Thursday, October 24, 2013



"But you were dead."

"Death can not stop true love.  All it can do is delay it a while."

One of my biggest pet peeve's with writing these days is the overuse of character death in order for us to supposedly feel more deeply for a situation, character, or the novel as a whole.  On the other hand, one of my favorite ability of authors is to seamlessly bring a character back from the great beyond.

Death certainly brings powerful emotions into play.  

Loss 

Denial
  
Hope

Faith 

Belief  

All of these things surround death and can pull characters and readers in a myriad of directions.  Authors can therefore use it purposely to create all of these situations.  We have school shootings that bring about sympathy and regret at thoughts of wasted lives and what ifs.  Deaths of young people with egregious diseases brings frustration at our inability to fight these monsters.  But how and why should death be used?

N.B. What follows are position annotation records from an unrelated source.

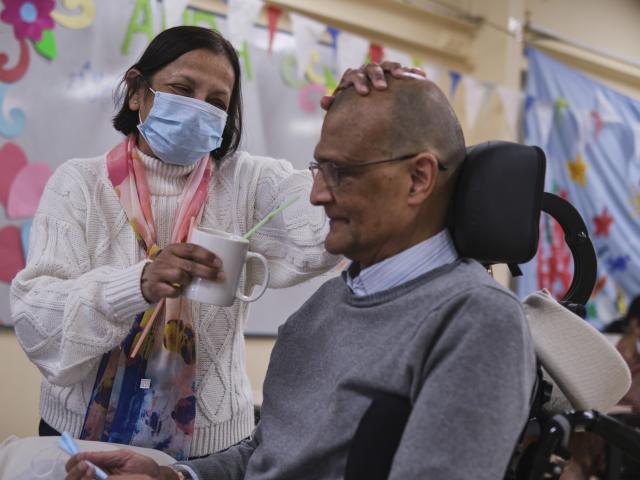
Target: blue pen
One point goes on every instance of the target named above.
(67, 444)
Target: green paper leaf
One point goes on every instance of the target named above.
(47, 45)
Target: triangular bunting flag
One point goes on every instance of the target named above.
(584, 121)
(510, 104)
(635, 128)
(334, 33)
(528, 101)
(47, 45)
(352, 51)
(455, 79)
(544, 116)
(402, 58)
(241, 15)
(474, 92)
(606, 110)
(307, 34)
(273, 14)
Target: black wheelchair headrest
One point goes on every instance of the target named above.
(496, 209)
(497, 203)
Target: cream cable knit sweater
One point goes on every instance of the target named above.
(77, 296)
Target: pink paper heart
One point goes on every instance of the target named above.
(12, 160)
(26, 190)
(11, 258)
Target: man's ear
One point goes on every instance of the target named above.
(423, 169)
(134, 94)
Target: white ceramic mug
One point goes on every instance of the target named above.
(233, 251)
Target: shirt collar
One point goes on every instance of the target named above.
(402, 267)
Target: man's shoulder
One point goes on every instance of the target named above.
(468, 292)
(467, 277)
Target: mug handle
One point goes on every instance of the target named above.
(263, 286)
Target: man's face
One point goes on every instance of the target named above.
(367, 211)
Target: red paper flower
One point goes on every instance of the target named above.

I find that if I only care for a character because they have died that the author has been unscuccessful.  Using death successfully means I need to care enough for a character or story that I believe without that character the story will lose its way.  I stopped reading The Fellowship of the Ring in seventh grade because Gandalf died and without Gandalf my seventh grade mind was simply not interested.  I probably would have stopped reading The Lion, the Witch, and the Wardrobe when Aslan dies, but it was being read to me, so luckily I was able to see his rebirth.  I was able to get through Rowling's deaths simply because I needed to see the septet through to its finish.  But she walks a razor's edge here with all that fail to make it to the end of both Half Blood Prince and Deathly Hallows.

I guess authors may believe we care for characters before they kill them off, but my cynicism tells me this is not true most of the time.  Death comes to so many because the author is hoping to up the adrenaline and tear jerking hormones in our veins.  

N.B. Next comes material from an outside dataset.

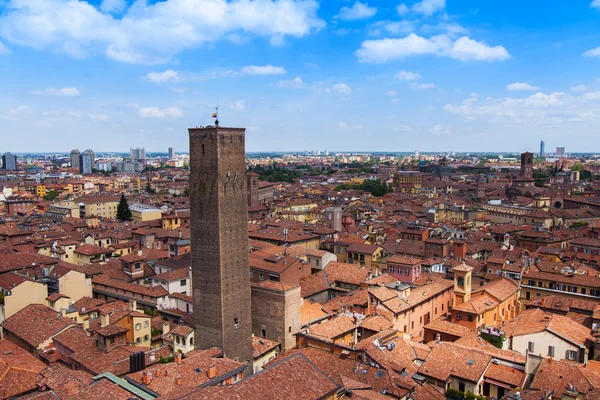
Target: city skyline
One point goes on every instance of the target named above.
(430, 74)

That being said, Sanderson successfully bridges life and death with his character Firefight.  He created a pathway back from death because the story would fall apart without that character.  They were too vital to the story.  Too integrated into the fabric to be removed.  What a triumph! I love it when this happens.  I love it when as a reader I know the character isn't going to stay dead.  I love it when you read on through sheer force of will because you know there is a twist that is coming that will change all that has come before.  

These characters move mountains.  They change stories because they are the story.  They are the heroes.  They have looked death in the eyes and not faltered.  They are just too strong to be removed from the world in which they live.

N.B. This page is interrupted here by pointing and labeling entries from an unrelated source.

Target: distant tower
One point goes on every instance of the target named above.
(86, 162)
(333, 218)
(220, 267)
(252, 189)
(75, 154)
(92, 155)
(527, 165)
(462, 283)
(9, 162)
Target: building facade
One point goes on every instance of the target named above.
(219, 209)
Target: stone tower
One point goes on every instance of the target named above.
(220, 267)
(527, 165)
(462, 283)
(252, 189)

Wonderful writing Brandon Sanderson! I had stopped reading Robert Jordan's story because I thought that the death of Mr. Jordan created the biggest cliffhanger in many a year, but Sanderson's masterful style needs to be explored in those last novels of the Dragon Reborn series.  

I guess Sanderson has a knack for picking up characters or entire stories that we though might be dead.

Thank you for your mastery!




Tuesday, September 24, 2013


I read an early review of this that called it a utopian novel.  I have been completely saturated by all the dystopians and haven't been able to read one for a couple months, but a utopian gave me pause and I decided what the heck.  And I am very grateful that I did!

I thought the writing was brilliant at times, but it was the idea that really brought me around.  I understand the value of dystopian novels, find a flaw in our society and highlight it, so that we can recognize that it exists and hopefully begin the discussion about how to make it better.  The problem is, I don't think we always get to the 'how-do-we-make-it-better' discussion.  And then we are left with readers empathizing with characters in terrible situations.  While this empathy has value, we as a society need to spend more time on constructive plans to make things better.  

We need to develop visions of our future, so that it is better than the world we inherited.  Maybe this is why our government can't move forward with anything.  They certainly know what is wrong, but nobody can figure out how to make it better.  This is about how we think.  It is easy to see the problems.  The football faithful call this 'armchair' quarterbacking.  The rest of us use the 20-20 hindsight phrase.  As a people we can critique with the best of them.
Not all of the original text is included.